High performance, high density platforms need tools that enable advanced physically aware synthesis. In FPGAs, the reconfigurable interconnect dominates the timing budget and is architecture-dependent. Predetermined architectures make it impossible to rely on floorplanning to reduce wire length. The ideal solution is to manipulate the design using physically aware synthesis–integrated with logic synthesis–to converge on timing. After specific modules are optimized using physical synthesis, a huge productivity advantage can be gained if each FPGA developer on the team is able to reuse the optimized blocks on subsequent platform designs.

Connectivity platforms need concurrent I/O design solutions for both PCB and FPGA design, and signal integrity tools for high-speed analysis and debug. Tightly coupling PCB design tools to synchronize with the FPGA design creation process brings about earlier discovery of pin assignment issues. Signal integrity tools help to more quickly uncover issues with high-speed clock or data transmission lines on the PCB before signing off on the PCB layout. Leveraging a connectivity platform-specific flow helps reduce costs not only from FPGA re-spins but from PCB re-spins too. High-speed transceivers pose an additional problem: within the platform FPGA fabric, can the chosen micro-architecture for the parallel transceiver interfaces keep up with the throughput of the transceiver? As in the other throughput issues discussed earlier, performance analysis can be used here for earlier defect discovery.

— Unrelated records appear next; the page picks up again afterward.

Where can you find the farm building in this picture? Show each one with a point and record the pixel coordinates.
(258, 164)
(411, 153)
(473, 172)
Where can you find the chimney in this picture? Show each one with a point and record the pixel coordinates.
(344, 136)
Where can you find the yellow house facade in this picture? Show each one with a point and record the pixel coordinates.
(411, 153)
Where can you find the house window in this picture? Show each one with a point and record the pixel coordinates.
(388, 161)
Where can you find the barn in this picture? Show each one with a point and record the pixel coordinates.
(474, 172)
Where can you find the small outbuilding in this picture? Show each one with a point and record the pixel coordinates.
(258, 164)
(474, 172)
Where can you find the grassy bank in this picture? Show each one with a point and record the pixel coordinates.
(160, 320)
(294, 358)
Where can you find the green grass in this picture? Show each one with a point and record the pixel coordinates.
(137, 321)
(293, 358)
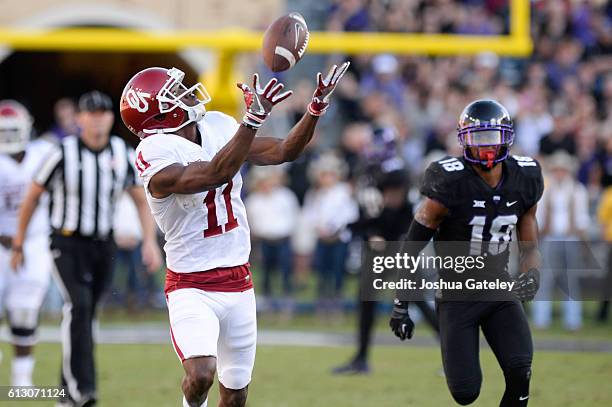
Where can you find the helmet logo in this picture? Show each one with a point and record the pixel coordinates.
(137, 100)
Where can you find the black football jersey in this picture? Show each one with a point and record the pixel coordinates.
(481, 219)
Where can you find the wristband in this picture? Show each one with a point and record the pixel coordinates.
(316, 112)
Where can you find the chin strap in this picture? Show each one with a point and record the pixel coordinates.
(489, 156)
(196, 113)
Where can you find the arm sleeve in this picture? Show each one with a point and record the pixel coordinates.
(151, 158)
(49, 167)
(536, 186)
(435, 185)
(132, 178)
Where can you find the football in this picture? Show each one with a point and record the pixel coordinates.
(285, 42)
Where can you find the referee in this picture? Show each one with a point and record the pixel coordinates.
(85, 176)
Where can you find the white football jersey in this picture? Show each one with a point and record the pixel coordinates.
(15, 180)
(205, 230)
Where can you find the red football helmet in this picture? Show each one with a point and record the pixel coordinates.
(15, 127)
(151, 102)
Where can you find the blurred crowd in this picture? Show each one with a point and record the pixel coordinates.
(398, 113)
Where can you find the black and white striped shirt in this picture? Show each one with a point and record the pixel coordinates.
(84, 185)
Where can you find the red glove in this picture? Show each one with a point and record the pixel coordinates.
(259, 102)
(325, 87)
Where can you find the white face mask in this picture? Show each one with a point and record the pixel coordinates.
(170, 97)
(483, 138)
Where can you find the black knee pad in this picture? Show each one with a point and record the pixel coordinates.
(465, 398)
(467, 391)
(23, 336)
(518, 376)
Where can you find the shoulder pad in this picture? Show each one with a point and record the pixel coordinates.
(439, 178)
(531, 174)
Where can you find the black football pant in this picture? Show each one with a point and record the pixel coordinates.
(84, 273)
(505, 328)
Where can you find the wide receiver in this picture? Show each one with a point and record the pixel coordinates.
(189, 160)
(476, 201)
(22, 290)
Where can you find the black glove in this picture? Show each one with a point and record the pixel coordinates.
(526, 285)
(400, 322)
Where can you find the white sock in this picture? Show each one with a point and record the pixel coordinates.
(186, 404)
(21, 370)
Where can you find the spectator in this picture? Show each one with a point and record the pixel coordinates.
(141, 286)
(563, 218)
(65, 115)
(273, 210)
(330, 207)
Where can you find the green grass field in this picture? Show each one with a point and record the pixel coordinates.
(149, 375)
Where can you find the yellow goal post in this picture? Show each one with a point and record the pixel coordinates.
(228, 43)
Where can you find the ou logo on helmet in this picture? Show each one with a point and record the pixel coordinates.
(138, 100)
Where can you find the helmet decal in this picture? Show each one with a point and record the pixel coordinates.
(138, 100)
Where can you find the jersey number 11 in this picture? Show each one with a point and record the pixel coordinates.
(214, 228)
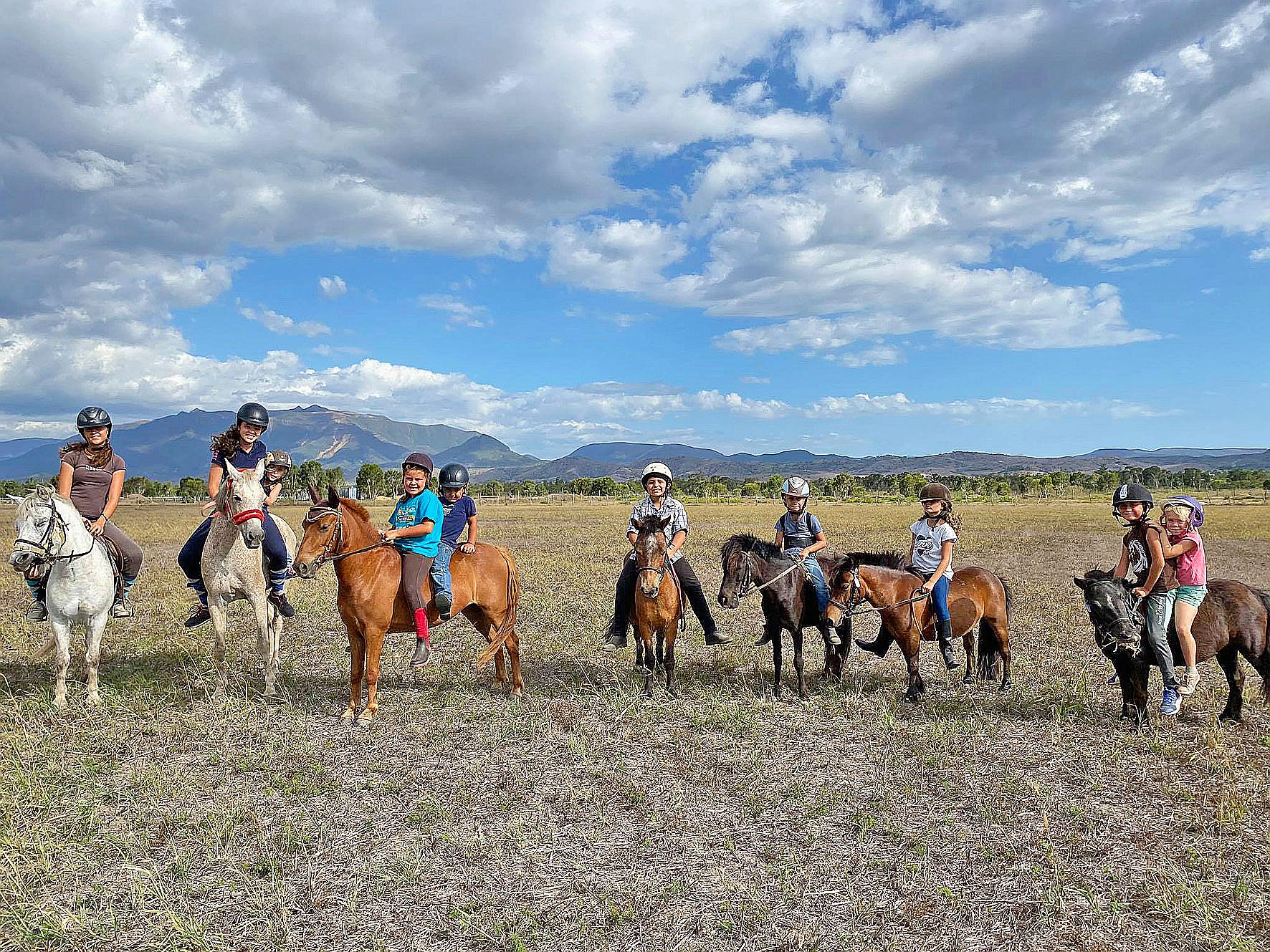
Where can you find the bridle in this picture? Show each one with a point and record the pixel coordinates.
(330, 551)
(49, 546)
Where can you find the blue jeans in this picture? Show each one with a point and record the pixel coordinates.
(940, 600)
(439, 570)
(191, 557)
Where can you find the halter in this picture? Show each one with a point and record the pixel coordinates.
(318, 512)
(49, 547)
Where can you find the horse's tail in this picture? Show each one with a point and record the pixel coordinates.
(988, 649)
(508, 625)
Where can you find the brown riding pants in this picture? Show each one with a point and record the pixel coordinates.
(414, 570)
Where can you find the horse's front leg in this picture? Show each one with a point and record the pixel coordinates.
(798, 663)
(61, 659)
(93, 655)
(219, 611)
(911, 645)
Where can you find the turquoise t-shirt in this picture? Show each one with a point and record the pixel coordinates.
(414, 511)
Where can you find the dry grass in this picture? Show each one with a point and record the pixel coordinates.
(585, 818)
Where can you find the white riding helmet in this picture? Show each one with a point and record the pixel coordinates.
(656, 468)
(796, 486)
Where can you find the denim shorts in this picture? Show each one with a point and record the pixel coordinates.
(1190, 595)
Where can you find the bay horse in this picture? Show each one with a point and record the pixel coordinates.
(51, 537)
(368, 574)
(975, 597)
(789, 602)
(1232, 621)
(658, 608)
(234, 569)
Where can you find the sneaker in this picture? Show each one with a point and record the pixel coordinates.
(285, 608)
(199, 615)
(1190, 681)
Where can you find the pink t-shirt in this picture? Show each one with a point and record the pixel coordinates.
(1192, 567)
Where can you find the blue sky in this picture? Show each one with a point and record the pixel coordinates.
(756, 228)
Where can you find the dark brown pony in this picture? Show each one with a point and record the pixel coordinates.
(658, 605)
(1231, 621)
(975, 597)
(371, 603)
(789, 602)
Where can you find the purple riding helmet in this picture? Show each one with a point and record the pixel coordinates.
(1197, 508)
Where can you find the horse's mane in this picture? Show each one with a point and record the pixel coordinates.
(747, 542)
(887, 560)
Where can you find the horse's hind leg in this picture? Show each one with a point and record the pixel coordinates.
(93, 657)
(1230, 660)
(62, 659)
(798, 663)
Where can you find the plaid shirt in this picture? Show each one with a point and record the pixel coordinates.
(674, 508)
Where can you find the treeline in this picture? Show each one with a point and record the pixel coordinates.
(907, 484)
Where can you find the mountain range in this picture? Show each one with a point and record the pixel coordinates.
(176, 446)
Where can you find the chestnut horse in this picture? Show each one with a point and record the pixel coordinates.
(658, 606)
(751, 564)
(975, 597)
(1232, 621)
(370, 600)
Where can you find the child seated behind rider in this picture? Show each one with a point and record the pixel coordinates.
(1143, 565)
(931, 555)
(1184, 550)
(801, 536)
(92, 476)
(242, 447)
(277, 465)
(658, 503)
(460, 516)
(414, 529)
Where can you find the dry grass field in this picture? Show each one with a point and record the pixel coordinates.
(585, 818)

Embedded CPU platforms need a methodology that allows incremental design and debug while the FPGA, PCB and embedded software are all under development. Adopting an incremental design approach can allow better design re-use from reference board to first article PCB, while allowing software teams to start debugging well before FPGA contents are finalized. Having better up-front visibility into possible defects in hardware/software interaction can substantially reduce costs of a potential FPGA re-spin, especially if the defect discovered was the result of a fundamental flaw in how the system functionality was partitioned into hardware versus software.

Conclusion

Re-spins are no longer free, especially in the platform FPGA world. The roles of design creation, synthesis and verification are converging to bring defect discovery earlier in the design cycle. A successful designer must use a combination of advanced automated flows coupled with interactive design analysis to solve the new challenges presented by platform FPGAs. Finally, it is important to enhance existing design environments with tools and flows that can flexibly target the FPGA technology best suited for a given platform design.